Bush budget may cripple area drug force

Tuesday, March 8, 2005

'Wrong direction'

Local law enforcement officials fear that budget reductions in law enforcement assistance proposed by President Bush will make it harder to fight the war on drugs and deal with other crime.

The President's proposed budget would slash Iowa law enforcement federal funding by two-thirds, or 65 percent. There would be a $17.8 million reduction in federal assistance to fight the proliferation of methamphetamine. That follows a 27 percent reduction over the last three years, according to information from Sen. Tom Harkin's office. Under President Bush's proposed law enforcement budget, program cuts would include:

*The Community Oriented Policing Services (COPS) program.

*The COPS meth program.

*Byrne Grants used to fund drug enforcement.

*Loss of all funding for 25 drug task forces and more than 70 drug and crime-control projects.

*Loss of funding for the Southeast and South Central Meth Clan Lab Task Forces.

*Elimination of federal assistance for the Meth Anhydrous Ammonia Tank Lock Project.

*Elimination of funding for the Sioux City Regional Training Center.

"It's going to hurt some because we won't be able to use the drug task force," said Sheriff Chuck Eddy. "In the long run it's going to affect all law enforcement in Iowa."

Storm Lake Public Safety Director Mark Prosser was equally concerned about elimination of the Byrne Grants that help pay for regional and area drug task forces. "That has been just cut and cut and cut over the last several years and now we're going to lose it," Prosser said.

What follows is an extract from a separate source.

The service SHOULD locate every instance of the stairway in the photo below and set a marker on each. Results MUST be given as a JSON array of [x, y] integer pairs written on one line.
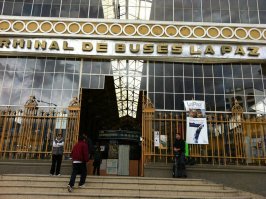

There was some hope that post-911 funding could fill the gaps left by other federal law enforcement assistance cuts, but Prosser said even that funding had taken a 35 percent cut.

"We're moving the wrong direction," Prosser said. "The City of Storm Lake needs help in funding. Grant programs have helped and now they're drying up."

Prosser also offered concern about elimination of the anhydrous lock program and cuts to the Sioux City Regional Training Center, cut from $2 million to $250,000.

"The Tri-State Training Center was a godsend for us," Prosser said.

Eddy said Marvin VanHaaften, director of the Office of Drug Control Policy, was currently in Washington lobbying to restore Byrne Grant funding to fight Iowa's meth problem.